The pursuers averred that they were the onerous indorsees of bills of lading of the two cargoes of flax which had been shipped at Riga for Dundee on board of vessels belonging to the defenders the Gem Line Company. They averred against Martin & Company that they were creditors of the Riga merchants who had shipped the cargoes, and that they had by false representations induced these merchants to send the cargo to Dundee in order that they might secure and realise it, and so obtain payment of the debts due to them, and that they had, by arresting the cargo on its arrival ad fundandam jurisdictionem, and afterwards on the dependence of an action against the Riga merchants, obstructed its delivery to the pursuers.

It was not averred that the Gem Line Company were cognisant of the false representations alleged to have been made by the other defenders.

The Lord Ordinary ( Kincairney) on 15th July 1890 allowed the pursuers a proof of their averments as against Martin & Company, but assoilzied the Gem Line Company.

The pursuers reclaimed.

At the hearing they asked to be allowed to amend their record by adding to and making more specific their averments against the Gem Line Company, which the Lord Ordinary had not thought sufficiently specific. In the amendment proposed the pursuers averred that the Gem Line Company were parties to the fraud which the other defenders were alleged to have committed.

At advising—

Judgment:

Lord President—I do not think there can be any doubt that the condition of allowing the amendment must be that the reclaimers shall pay the expenses since the date of the close of the record.
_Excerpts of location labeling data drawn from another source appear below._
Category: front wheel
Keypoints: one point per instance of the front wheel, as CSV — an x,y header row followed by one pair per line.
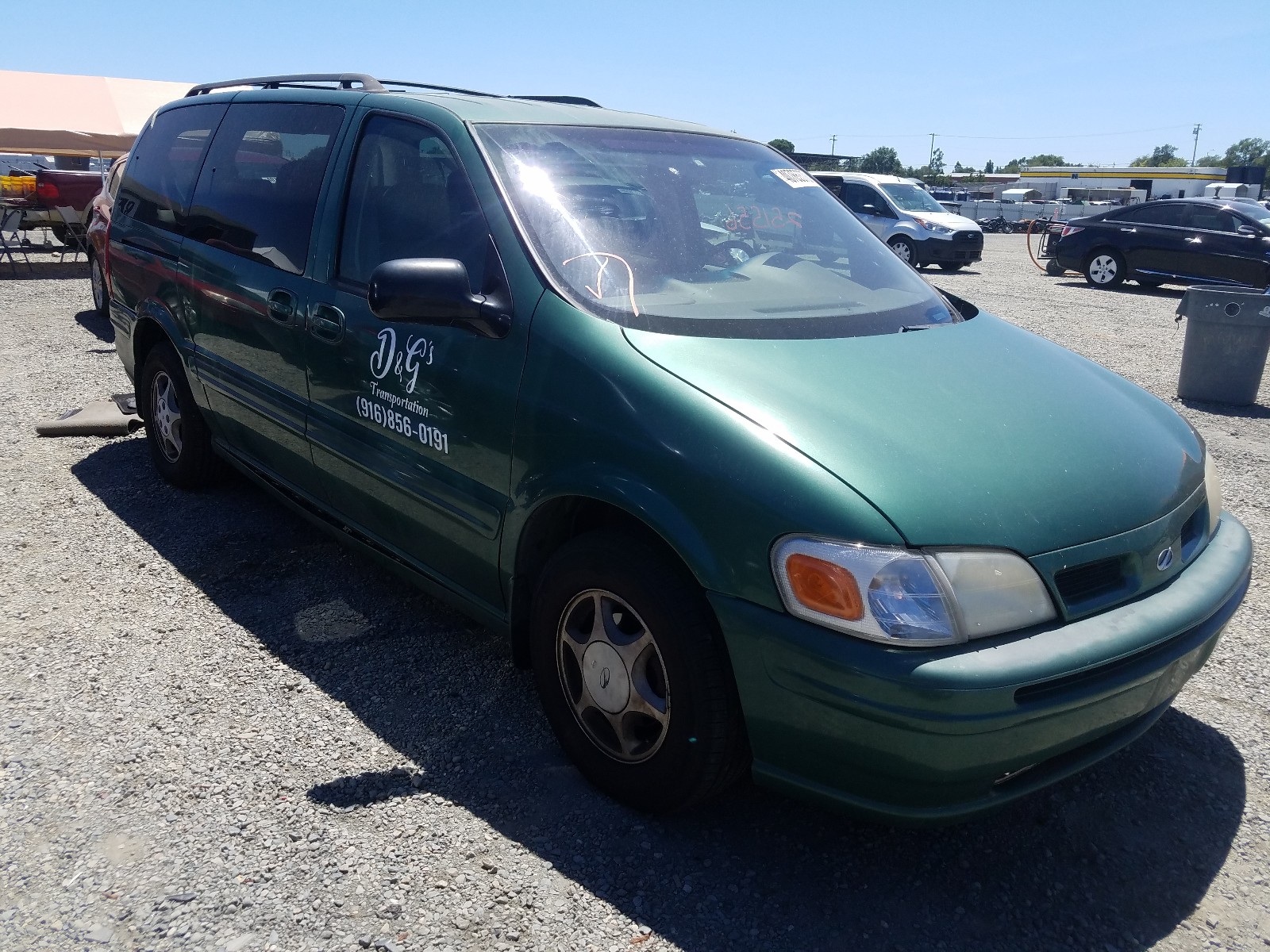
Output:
x,y
181,444
905,251
634,677
1104,268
This is one of a considerable class of cases in which we are called upon to allow such amendments in the case of records which have been closed without proper consideration. It appears to me that sufficient attention is not paid to the state of the record even in this Court. We have had occasion very lately to see what scant attention is paid in the inferior courts at that stage of the process, and I think that if we are to apply the rule to which we have given effect in the cases to which I have referred— Campbell v. Prestongrange Coal Company, December 2, 1890, and Macdonald v. Clyde Shipping Company, December 6, 1890, both in the First Division, in the case of records made up in the inferior courts— multo majis are we bound to apply it to records made up in this Court?
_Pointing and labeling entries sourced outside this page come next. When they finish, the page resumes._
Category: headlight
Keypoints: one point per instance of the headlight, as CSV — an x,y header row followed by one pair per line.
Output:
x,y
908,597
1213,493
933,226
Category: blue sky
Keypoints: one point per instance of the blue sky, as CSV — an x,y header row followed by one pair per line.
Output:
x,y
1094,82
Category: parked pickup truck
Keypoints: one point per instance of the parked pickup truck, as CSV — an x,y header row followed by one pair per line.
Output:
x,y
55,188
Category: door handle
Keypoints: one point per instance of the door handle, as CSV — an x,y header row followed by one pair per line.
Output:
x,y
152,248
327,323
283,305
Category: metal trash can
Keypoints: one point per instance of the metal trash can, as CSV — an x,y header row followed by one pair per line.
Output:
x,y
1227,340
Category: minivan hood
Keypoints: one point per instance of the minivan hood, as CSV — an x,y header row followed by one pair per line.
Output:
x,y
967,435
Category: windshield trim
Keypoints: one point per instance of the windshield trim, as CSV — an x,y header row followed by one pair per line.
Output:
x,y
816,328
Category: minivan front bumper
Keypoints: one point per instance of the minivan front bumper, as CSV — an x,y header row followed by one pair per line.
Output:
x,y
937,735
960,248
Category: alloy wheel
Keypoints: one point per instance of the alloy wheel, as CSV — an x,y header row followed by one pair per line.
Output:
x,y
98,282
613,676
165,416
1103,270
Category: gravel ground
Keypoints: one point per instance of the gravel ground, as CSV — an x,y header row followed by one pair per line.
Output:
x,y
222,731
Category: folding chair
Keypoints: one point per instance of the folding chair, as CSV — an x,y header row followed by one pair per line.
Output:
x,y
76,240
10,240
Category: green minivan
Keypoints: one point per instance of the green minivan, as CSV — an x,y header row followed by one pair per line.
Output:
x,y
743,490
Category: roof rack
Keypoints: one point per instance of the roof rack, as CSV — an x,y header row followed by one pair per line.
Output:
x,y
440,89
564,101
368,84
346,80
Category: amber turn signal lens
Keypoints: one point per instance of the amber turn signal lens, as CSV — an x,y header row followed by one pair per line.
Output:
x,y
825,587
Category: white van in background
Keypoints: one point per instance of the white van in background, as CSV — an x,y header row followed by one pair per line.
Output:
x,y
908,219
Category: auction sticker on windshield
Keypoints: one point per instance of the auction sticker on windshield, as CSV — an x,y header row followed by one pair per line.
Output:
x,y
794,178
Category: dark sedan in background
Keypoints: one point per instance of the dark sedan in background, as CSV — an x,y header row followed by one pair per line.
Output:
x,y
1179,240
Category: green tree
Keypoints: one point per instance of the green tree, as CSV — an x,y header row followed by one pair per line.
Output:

There is another consideration in the present case which leads to the same result. The action has now been converted into an action based upon the ground of

Page: 172

fraud, which it was not before the amendment was made. This amounts of course to a very serious charge, and I do not think that amendments of so serious a character ought to be allowed except upon the condition of payment of expenses from the date of the closing of the record.

Lord Adam concurred.

Lord M'Laren—I am glad that your Lordship has called attention to the necessity for greater care on the part of counsel and agents at that stage of a process which consists in the closing of the record. I am aware that very little time is allowed by the statute for consideration of the pleadings prior to the closing of the record, but an application may always be made to the Lord Ordinary, and a reasonable postponement will always be granted. I rather think there may be too great a desire to minimise expense at the earlier stages of a process, and that this perhaps may account for what takes place.

Lord Kinnear concurred.

The Court, on condition of the pursuers paying the defenders' expenses since the closing of the record, allowed the amendment to be made, and appointed the amended record to be printed and boxed quam primum: Allowed an account of the expenses as found due to be given in, and remitted the same to the Auditor to tax and report.

Counsel:

Counsel for the Pursuers— D.-F. Balfour— Guthrie. Agents— Henderson & Clark, W.S.

Counsel for the Defenders — Graham Murray— C. S. Dickson. Agent— J. Smith Clark, S.S.C.